Yet the group’s aim has shifted, she said, “to include men who, for whatever reason, want to have the experience of breastfeeding.” 

LGBT advocates have argued that men who believe they are women are capable of breastfeeding babies by way of taking synthetic hormones and inducing lactation via nipple stimulation. Tompson in her resignation noted that there has been “no careful long-term research on male lactation and how that may affect the baby.”

“This shift from following the norms of nature, which is the core of mothering through breastfeeding, to indulging the fantasies of adults, is destroying our organization,” Tompson wrote. 

She said she had attempted to change the group’s focus as one of its board members but that “it has become clear that there is nothing I can do to change this trajectory by staying involved.”

“Still, I leave the door open to come back when La Leche League returns to its original mission and purpose,” she said. 

Also this week, Scottish breastfeeding advocate Miriam Main announced that she was leaving La Leche League after serving for several years as a lactation counselor and on the council of directors of the league’s Great Britain affiliate. 

Main said her concerns began when she noticed changes being made to official group literature, such as the term “mother” being replaced with “parent” and “breastfeed” being replaced with “chestfeed.”

A “group of zealots from within the organization” propelled further changes, she said, including orders that the group would have to begin accepting “men who wished to breastfeed” into support groups. 

Critics of the decision were “told we were transphobic, and we were compared to racists and Nazis” by organization leaders, Main said. A petition to the La Leche League International Board eventually led to an order for all affiliates in Great Britain to offer breastfeeding support “to all nursing parents, regardless of their gender identity or sex.”

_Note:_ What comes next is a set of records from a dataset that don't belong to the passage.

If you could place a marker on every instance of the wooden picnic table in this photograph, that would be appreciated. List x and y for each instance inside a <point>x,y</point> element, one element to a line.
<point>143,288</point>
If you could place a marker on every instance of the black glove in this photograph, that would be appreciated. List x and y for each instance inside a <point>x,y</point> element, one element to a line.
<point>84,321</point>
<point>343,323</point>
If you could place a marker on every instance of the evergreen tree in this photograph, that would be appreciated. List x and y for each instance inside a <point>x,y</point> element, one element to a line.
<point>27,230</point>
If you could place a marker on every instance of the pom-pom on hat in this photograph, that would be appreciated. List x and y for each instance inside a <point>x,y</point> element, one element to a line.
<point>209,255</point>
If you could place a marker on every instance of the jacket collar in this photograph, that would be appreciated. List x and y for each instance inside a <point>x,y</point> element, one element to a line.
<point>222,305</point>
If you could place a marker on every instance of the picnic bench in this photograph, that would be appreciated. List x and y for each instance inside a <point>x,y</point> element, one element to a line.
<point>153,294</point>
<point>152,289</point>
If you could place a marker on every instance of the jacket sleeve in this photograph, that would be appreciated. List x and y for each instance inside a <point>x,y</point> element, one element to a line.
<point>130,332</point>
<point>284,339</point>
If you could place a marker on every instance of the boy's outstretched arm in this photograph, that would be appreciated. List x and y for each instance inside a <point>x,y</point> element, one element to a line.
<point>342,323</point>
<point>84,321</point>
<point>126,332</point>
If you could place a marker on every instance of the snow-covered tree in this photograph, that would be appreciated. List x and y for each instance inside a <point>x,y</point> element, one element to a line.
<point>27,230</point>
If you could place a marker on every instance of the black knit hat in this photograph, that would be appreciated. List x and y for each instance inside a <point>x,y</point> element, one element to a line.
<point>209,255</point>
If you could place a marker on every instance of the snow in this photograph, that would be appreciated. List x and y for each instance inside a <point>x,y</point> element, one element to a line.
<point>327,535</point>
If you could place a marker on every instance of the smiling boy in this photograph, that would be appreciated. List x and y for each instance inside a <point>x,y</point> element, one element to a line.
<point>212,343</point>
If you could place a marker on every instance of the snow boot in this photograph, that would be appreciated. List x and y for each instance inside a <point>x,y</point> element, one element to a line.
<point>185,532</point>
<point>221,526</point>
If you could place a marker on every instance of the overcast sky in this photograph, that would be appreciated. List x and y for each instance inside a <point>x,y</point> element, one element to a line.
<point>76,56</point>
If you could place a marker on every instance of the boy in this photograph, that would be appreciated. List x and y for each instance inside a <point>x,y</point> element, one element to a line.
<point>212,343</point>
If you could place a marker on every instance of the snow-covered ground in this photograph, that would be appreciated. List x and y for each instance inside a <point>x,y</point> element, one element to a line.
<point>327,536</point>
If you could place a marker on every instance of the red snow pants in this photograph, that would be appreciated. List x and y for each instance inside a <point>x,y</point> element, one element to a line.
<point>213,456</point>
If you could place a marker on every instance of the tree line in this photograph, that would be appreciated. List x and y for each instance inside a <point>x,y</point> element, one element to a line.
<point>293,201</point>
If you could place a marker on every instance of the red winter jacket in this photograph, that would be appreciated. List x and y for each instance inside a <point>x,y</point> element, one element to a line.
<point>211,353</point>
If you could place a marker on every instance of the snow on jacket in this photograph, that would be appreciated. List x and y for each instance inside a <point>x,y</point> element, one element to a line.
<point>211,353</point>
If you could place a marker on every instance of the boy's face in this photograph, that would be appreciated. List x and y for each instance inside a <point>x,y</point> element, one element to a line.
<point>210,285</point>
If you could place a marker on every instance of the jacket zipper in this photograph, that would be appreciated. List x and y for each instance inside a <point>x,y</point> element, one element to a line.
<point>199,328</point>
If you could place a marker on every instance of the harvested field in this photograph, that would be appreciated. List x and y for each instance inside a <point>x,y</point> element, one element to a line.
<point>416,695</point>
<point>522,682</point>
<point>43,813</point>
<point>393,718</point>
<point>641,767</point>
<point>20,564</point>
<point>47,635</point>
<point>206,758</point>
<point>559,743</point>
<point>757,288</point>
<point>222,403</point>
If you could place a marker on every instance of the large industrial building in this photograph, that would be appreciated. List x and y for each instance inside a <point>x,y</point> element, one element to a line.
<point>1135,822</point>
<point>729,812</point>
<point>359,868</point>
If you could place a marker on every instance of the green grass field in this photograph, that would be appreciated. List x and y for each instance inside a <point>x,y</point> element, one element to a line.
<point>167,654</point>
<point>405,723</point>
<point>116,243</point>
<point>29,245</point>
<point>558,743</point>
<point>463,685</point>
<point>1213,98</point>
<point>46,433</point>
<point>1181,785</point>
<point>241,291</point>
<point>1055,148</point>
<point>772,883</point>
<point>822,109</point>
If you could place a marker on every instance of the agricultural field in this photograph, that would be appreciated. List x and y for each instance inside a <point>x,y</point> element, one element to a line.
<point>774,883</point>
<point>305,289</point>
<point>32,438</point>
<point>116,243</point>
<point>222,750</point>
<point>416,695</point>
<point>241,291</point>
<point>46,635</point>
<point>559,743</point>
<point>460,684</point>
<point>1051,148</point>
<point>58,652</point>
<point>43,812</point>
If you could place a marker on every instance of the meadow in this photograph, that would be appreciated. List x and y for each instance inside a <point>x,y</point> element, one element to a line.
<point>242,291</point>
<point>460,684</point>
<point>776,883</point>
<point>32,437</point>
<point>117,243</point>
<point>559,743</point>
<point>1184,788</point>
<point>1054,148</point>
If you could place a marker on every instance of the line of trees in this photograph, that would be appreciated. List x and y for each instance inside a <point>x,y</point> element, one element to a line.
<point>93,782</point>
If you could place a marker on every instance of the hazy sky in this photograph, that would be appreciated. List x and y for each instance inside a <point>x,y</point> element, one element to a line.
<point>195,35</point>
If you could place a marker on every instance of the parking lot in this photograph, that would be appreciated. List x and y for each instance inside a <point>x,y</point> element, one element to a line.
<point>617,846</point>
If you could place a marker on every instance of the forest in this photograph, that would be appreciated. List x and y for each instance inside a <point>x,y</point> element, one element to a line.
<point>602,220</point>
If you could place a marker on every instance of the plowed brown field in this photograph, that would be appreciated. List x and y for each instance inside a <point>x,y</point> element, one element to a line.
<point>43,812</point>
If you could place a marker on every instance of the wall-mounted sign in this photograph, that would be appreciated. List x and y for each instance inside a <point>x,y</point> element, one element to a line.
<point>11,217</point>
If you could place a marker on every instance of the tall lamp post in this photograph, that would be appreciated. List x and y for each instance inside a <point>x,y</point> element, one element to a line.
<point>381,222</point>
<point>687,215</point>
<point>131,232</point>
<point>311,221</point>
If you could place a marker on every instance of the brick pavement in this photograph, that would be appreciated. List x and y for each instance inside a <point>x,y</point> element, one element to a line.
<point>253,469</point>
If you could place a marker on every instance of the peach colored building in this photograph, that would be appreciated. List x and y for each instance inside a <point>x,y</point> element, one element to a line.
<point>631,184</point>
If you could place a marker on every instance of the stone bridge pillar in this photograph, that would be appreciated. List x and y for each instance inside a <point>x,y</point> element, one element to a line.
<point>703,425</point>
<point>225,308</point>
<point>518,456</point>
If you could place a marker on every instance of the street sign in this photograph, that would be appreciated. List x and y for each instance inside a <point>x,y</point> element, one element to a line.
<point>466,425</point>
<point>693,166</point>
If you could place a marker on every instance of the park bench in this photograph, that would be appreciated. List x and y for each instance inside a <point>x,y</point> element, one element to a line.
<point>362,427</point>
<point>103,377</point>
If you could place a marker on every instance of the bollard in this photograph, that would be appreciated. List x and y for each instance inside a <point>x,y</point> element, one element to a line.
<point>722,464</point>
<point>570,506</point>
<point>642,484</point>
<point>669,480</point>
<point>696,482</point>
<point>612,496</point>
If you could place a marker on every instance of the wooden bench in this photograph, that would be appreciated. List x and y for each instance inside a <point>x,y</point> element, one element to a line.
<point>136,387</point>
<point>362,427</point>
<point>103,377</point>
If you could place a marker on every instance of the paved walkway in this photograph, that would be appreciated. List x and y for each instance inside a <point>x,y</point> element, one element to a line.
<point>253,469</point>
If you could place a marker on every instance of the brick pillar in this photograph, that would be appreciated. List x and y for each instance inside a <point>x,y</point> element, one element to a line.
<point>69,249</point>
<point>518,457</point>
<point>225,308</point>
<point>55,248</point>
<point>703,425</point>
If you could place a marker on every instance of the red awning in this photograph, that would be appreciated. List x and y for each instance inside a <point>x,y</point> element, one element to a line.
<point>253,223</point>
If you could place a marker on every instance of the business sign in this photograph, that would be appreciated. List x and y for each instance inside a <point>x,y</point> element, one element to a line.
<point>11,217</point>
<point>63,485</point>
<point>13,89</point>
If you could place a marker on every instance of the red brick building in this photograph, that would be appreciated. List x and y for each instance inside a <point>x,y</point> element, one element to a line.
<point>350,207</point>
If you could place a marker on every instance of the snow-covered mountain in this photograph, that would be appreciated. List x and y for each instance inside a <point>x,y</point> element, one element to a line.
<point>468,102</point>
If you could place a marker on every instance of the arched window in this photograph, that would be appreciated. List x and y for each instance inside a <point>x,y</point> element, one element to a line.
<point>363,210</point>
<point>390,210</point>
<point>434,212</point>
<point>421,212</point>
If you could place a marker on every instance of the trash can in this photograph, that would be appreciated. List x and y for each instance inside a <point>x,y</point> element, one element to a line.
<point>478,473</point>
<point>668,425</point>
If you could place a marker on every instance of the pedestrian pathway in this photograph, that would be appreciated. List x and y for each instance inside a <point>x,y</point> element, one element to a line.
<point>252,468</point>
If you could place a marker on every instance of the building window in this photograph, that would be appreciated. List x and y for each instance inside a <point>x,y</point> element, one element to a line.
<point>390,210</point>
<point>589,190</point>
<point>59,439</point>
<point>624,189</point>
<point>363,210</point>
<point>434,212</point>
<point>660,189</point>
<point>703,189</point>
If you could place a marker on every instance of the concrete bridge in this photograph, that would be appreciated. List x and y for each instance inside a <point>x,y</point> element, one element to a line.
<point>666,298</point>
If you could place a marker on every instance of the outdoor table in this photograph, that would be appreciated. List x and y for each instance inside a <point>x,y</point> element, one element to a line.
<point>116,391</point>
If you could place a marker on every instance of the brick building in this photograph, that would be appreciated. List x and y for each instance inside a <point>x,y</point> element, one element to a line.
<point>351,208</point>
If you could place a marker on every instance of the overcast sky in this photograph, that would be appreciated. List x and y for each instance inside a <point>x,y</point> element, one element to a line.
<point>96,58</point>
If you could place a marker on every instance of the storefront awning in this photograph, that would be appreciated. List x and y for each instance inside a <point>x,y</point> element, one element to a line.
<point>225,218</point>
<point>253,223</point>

The organization’s leaders have “shown that theoretical male lactation trumps the needs of real women living in the U.K.,” Main said. 

“The grief I feel at losing LLL from my life is huge,” Main said, urging remaining leaders at the organization to “listen to their hearts and decide what to do next.”

Neither Main nor Tompson responded to requests for comment on their respective departures. 

In her book “Breastfeeding and Catholic Motherhood,” author Sheila Kippley argues that breastfeeding is “an integral part of the vocation of Christian motherhood.”

“God’s breastfeeding plan is simple,” Kippley writes. “Yet this simple plan can have far-reaching effects upon the human race, offering numerous benefits for the baby, for the mother, and for society.” 

“God’s plan is indeed good, and it is therefore good for us to try to follow it,” she says. 

Pope Francis, meanwhile, has several times spoken out in favor of breastfeeding, for instance telling mothers in the Sistine Chapel in 2017: “You mothers, go ahead and breastfeed, without fear. Just like the Virgin Mary nursed Jesus.”